• Resûlullahın “sallallahü aleyhi ve sellem” vefât haberini, mü’ezzini Abdüllah bin Zeyd, bağçesinde bulunduğu bir sırada aldı. Hemen yâ Rabbî benim gözlerimi görmez eyle, diye düâ etdi. Düâsı kabûl edilip, gözleri görmez oldu. Niçin böyle düâ etdin diye sorduklarında, dünyânın lezzeti görmekdedir. İstedim ki, gözlerim Muhammed aleyhisselâmın vefâtından sonra kimsenin yüzünü görmekle lezzetlenmesin.
• Emîr-ül-mü’minîn Alî “kerremallahü vecheh” şöyle anlatmışdır: Resûlullahı defn etdikden sonra, bir köylü geldi. Kendini kabr-i şerîfin üzerine bırakdı. Topraklarını başına saçdı. Yâ Resûlallah “sallallahü aleyhi ve sellem”! Emr buyurdun, emrine itâ’at etdik. Allahü teâlâ sana Kur’ân-ı kerîmi gönderdi. Biz de senden kabûl etdik. O Kur’ân-ı kerîmden bir âyet-i kerîmede Allahü teâlâ [Nisâ sûresi 64.cü âyetinde meâlen] (Nefslerine zulm edenler, sana gelip, Allahü teâlâdan afv dilerse ve Resûlüm de, onlar için afv dilerse, Allahü teâlâyı, tevbeleri kabûl edici ve merhamet edici bulurlar) buyurmakdadır. Biz kendi nefsimize zulm etdik. Şimdi bizim için avf dileyesin diye geldik, dedi. O ânda kabr-i şerîfden, afv etdiler diye bir ses işitildi.

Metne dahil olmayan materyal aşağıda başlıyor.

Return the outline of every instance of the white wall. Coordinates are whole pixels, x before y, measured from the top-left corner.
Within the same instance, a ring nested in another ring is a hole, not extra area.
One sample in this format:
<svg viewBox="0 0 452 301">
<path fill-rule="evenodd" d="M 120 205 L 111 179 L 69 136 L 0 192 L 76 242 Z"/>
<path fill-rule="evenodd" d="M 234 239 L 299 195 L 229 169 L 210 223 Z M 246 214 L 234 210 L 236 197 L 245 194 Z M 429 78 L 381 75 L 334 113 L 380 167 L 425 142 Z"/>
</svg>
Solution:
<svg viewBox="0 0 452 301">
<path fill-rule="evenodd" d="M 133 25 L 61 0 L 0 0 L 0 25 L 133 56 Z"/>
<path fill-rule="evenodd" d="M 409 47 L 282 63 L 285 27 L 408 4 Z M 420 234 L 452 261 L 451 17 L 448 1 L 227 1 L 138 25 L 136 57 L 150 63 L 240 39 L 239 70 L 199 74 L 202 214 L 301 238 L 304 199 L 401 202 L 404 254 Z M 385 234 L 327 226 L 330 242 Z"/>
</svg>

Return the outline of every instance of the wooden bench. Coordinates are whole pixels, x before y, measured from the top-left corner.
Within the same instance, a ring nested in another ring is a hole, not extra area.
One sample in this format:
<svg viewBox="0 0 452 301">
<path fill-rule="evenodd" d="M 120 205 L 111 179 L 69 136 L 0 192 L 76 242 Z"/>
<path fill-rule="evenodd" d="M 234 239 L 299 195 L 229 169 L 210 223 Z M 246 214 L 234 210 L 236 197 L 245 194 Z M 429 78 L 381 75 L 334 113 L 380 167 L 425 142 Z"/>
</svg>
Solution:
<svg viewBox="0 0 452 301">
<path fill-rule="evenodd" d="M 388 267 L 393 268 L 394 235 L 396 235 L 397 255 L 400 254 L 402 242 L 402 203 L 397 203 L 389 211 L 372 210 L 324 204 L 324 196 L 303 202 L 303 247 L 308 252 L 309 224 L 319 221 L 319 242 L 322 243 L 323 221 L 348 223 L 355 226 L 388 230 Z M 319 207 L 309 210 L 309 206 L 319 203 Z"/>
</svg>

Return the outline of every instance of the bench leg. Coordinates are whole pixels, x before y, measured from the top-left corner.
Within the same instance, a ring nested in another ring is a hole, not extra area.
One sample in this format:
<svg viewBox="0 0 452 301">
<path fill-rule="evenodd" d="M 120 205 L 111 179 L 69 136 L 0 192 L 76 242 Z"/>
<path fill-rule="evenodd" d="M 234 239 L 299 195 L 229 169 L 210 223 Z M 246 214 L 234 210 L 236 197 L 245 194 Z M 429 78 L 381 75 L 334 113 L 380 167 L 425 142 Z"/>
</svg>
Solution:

• Abdürrahmân el-Anberî şöyle anlatmışdır: Resûlullah “sallallahü aleyhi ve sellem” bir arefe günü hutbe okuyordu ve sadaka vermeğe teşvîk ediyordu. Bir genç kalkıp, yâ Resûlallah! Bu deve fakîrlerin olsun dedi. Resûlullah “sallallahü aleyhi ve sellem” o deveye bakdı ve emr eyledi satın aldılar. O günlerde Resûlullah “sallallahü aleyhi ve sellem” hazret-i Ömere “radıyallahü anh” sana acâib bir haber vereyim mi buyurdu. O da buyurun dedi. Buyurdular ki: “Bu gece dışarıya çıkmışdım. O deve bana esselâmü aleyke yâ Resûlallah dedi. Ben, Allahü teâlâ sana bereketler versin dedim. Dedi ki, yâ Resûlallah, benim anam Kureyşden bir kişinin devesiydi. Südünü sağacağı zemân yem verir doyururdu. Sağmayacağı zemân hiç birşey vermezdi. Ben onun beşinci yavrusuyum. Câhiliyye zemânında bir deve beş def’a doğurursa, beşinci yavrusunu putlar için ayırıp ona binmezler ve yük yüklemezlerdi.